The Roar: Cool. Let’s talk about the odd only and even only decks, which are one of the hallmarks of this expansion. You’ve given players similar requirements in the past like ‘no duplicates’ or ‘no two-cost cards’ but this time it plays quite differently. What inspired you to give players tasks like this again, and what lessons did you learn from those other tasks that made you change it this time?
Dean Ayala: Well, I mean, it’s basically exactly what you said. We liked cards like Reno Jackson, Kazakus, like, the idea that you would go to your collection and think about how you build a deck differently. It’s not just you include the best cards, but, you see this huge payoff that you can have, but you need to figure out how to best do that without hampering your strategy too much.
So the idea of building a ‘no-duplicates’ deck was really cool so we tried to think like, what kind of ways can we do that. There was a bunch of different ideas that we had and odd and even was the one the we landed on, just because we thought that the idea of having a 1-cost hero power and the idea of having an upgraded hero power meshed really well with your deck being odd or even.

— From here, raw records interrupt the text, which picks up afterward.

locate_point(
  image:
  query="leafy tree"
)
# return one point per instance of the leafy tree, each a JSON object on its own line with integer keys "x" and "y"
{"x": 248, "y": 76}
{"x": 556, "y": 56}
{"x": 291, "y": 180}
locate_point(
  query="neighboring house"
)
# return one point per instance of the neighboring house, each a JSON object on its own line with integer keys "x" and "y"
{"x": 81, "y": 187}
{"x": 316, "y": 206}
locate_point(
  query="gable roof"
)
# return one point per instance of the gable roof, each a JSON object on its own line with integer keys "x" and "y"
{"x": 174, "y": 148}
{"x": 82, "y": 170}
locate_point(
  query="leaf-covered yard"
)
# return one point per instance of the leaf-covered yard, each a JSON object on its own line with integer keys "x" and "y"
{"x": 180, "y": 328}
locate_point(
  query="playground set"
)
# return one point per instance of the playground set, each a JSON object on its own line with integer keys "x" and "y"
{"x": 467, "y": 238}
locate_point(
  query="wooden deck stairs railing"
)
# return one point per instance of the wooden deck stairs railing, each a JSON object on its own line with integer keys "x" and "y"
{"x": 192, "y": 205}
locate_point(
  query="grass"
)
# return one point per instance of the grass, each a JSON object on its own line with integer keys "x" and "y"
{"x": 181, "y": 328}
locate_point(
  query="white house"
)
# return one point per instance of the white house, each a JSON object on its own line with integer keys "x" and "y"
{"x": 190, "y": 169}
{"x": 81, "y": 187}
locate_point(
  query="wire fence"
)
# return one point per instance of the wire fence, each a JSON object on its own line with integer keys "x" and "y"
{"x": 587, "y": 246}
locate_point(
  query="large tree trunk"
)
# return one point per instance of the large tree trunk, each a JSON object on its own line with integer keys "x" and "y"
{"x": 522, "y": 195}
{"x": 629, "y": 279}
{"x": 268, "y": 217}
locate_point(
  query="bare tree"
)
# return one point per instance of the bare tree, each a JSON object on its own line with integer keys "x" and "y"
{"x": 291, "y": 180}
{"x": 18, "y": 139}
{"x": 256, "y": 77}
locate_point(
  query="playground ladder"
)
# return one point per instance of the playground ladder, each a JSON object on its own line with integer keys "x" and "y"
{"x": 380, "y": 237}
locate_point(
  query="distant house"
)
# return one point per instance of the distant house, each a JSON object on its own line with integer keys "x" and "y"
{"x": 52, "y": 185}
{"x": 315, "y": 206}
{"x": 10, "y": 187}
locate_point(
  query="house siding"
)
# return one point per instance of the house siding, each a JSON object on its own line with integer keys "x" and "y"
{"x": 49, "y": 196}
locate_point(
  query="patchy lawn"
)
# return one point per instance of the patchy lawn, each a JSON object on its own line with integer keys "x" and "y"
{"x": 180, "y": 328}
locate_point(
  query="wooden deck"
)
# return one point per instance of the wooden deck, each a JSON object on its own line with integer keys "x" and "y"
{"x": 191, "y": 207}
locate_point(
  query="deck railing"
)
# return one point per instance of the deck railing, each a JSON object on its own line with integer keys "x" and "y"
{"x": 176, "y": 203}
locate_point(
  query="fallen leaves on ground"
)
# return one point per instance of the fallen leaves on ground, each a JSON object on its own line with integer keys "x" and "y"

Just because, if you don’t have any 2-drops, what better things [are there] to do on turn two than use an upgraded hero power?
Something that I think that we learned from cards like Reno Jackson and Kazakus is that the core power behind doing the Reno Jackson thing is so you can play Reno Jackson and heal to full. I think something that we learned is that it can be pretty frustrating to go through all of that, jump through all those hoops to build that deck and then some games you draw this card and some games you don’t.
It can feel frustrating for both players, right? Because a lot of the time when you’re playing against a Reno deck, like a an aggro deck, it can feel like, “Well, they draw this card of they don’t.” It doesn’t feel like a lot of the decisions that you made matter as much as we would like them to.
So that’s why we decided to, with the upgraded hero powers, just trigger the effect at the start of the game and then balance everything else around that.
So it’s more about, this is the strategy that you’re go to at the start of the game, rather than, “Am I going to draw this card that pays me off for the big sacrifice that I made?” And I think that it worked out pretty well.
The Roar: I think some fans expressed concern with this mechanic coming in at a time when the card pool has thinned significantly. was this something you actually timed so people would have less going on and be able to give this mechanic some proper attention?
Dean Ayala: I don’t think so. It was a pretty cool concept and it played out really well. I think that we could’ve just as easily done it next set or the set after. I think it’s pretty easy to, well not easy, but easier for us to, say, if there’s balance issues – there aren’t right now – but if there was any balance issues with like, Odd Mage, or something like that, it’s pretty easy for us to not add a very powerful Odd Mage card.
We could probably figure out a way to make that same card with an even cost and adjust the power level at some point.
So I think if any balance problems do arise, we have that decision we can make. It’s probably a good idea that, if Odd Paladin is really good, that we don’t make the odd version of Call to Arms or something, which is a really effective card.
The Roar: Dear God no.
Dean Ayala: I think it would have worked in any expansion, but it’s something that we have to keep any eye on every time.